Vitamin E Protective in Lung Function
A new study from King’s College London and the University of Nottingham has found an association between the amount of vitamin E in the body, exposure to particulate pollution and lung function. The paper adds to growing evidence from previous studies suggesting that some vitamins may play a role in helping to protect the lungs from air pollution. Although the new study did not specifically demonstrate a protective effect, it is the first to show a clear link between vitamin E concentrations in the blood and exposure to fine particulate pollution in the general population.
Particulate matter (PM) is one of the main air pollutants thought to be damaging to human health. Previous studies have reported an inverse association between exposure to PM and lung function. However, the underlying mechanisms linking ambient air pollution to lung function are not yet fully understood.The new data, published in the American Journal of Respiratory and Critical Care Medicine, looked at the association between lung function and a set of metabolites — chemical signatures circulating in the blood — and between these metabolites and exposure to PM10 and PM2.5 (particles smaller than 10 and 2.5 microns, respectively) determined as the concentrations of these pollutants at the participants’ residence.
Two-hundred and eighty metabolites were measured in the blood of over 5,500 fasting volunteers from the TwinsUK study who had also undergone a spirometry or lung test. This test determines the lung’s forced vital capacity (FVC), a measure of the amount of air you can exhale with force after you inhale as deeply as possible, and forced expiratory volume (FEV), a measure of the amount of air you can exhale with force in one breath.

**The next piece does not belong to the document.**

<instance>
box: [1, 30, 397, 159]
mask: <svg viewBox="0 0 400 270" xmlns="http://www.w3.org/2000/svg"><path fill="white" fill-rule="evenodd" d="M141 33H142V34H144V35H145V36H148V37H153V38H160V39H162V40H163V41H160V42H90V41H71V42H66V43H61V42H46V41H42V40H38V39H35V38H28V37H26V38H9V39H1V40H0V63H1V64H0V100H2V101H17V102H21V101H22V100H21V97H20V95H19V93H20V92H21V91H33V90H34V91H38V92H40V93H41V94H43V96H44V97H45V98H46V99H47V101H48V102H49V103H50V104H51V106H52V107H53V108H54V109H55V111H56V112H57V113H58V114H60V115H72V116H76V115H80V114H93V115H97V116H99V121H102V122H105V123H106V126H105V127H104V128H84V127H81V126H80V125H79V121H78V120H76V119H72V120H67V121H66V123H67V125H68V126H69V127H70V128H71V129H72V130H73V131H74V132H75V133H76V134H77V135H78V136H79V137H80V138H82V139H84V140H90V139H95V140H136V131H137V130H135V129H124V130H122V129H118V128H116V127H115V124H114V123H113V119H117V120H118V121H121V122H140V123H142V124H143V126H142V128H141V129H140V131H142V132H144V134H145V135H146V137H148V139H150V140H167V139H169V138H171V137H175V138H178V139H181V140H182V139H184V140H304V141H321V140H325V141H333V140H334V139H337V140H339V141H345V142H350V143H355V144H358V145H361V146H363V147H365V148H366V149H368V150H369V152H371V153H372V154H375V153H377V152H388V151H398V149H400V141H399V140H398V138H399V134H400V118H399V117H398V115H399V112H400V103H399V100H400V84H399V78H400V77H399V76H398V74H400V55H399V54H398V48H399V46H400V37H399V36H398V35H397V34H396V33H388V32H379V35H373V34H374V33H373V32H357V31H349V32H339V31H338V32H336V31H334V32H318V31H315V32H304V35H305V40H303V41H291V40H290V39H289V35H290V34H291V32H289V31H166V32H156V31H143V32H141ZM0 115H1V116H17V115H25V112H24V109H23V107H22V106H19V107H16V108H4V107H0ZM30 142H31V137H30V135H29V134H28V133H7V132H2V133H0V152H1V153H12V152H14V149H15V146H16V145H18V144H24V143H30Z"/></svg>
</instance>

A subset of this group of twins — around 500 participants — living in the Greater London area also had their long-term exposure to PM estimated from their postcode using computer modelling of air pollution across London. Participants completed a medical history and lifestyle questionnaire, including questions on whether they took vitamin supplements.
The profiling revealed 13 metabolites significantly associated with FVC, 10 of which were also identified for FEV. Of the metabolites associated with lung function, eight were also significantly associated with exposure to both PM2.5 and PM10. In all eight instances, a higher exposure to PM was found to correlate with lower levels of the metabolite and a lower FEV.
Among the eight metabolites identified were two well-known antioxidants, alpha tocopherol or a-tocopherol (biologically active form of Vitamin E) and a metabolite of ascorbic acid (Vitamin C) known as threonate. Both compounds have previously been linked to lung function as well as exposure to PM.
The strongest association both with PM2.5 and FEV was seen with vitamin E. Individuals with a higher exposure to PM2.5 had significantly lower levels of alpha-tocopherol and also had lower lung function. These findings provide further evidence supporting the theory that PM damages lungs through oxidative attack while alpha-tocopherol acts to minimise oxidative injury.
Dr Ana Valdes, Reader at the University of Nottingham and co-author of the study, explained: ‘Our work builds on a number studies exploring whether some vitamins can counteract the negative effect on lungs caused by air pollution. More work is needed to establish whether antioxidant supplements do indeed provide protection to the lungs in the general population.’
Professor Frank Kelly, Head of the Environmental Research Group at King’s College London and co-author of the study, said: ‘These new findings are consistent with previous reports which observed lower levels of vitamin E in people with lung conditions such as asthma. However, we do not yet fully understand which types of particulate pollution specifically damage the lungs or which vitamins best interfere with this pathway to reduce the level of damage.’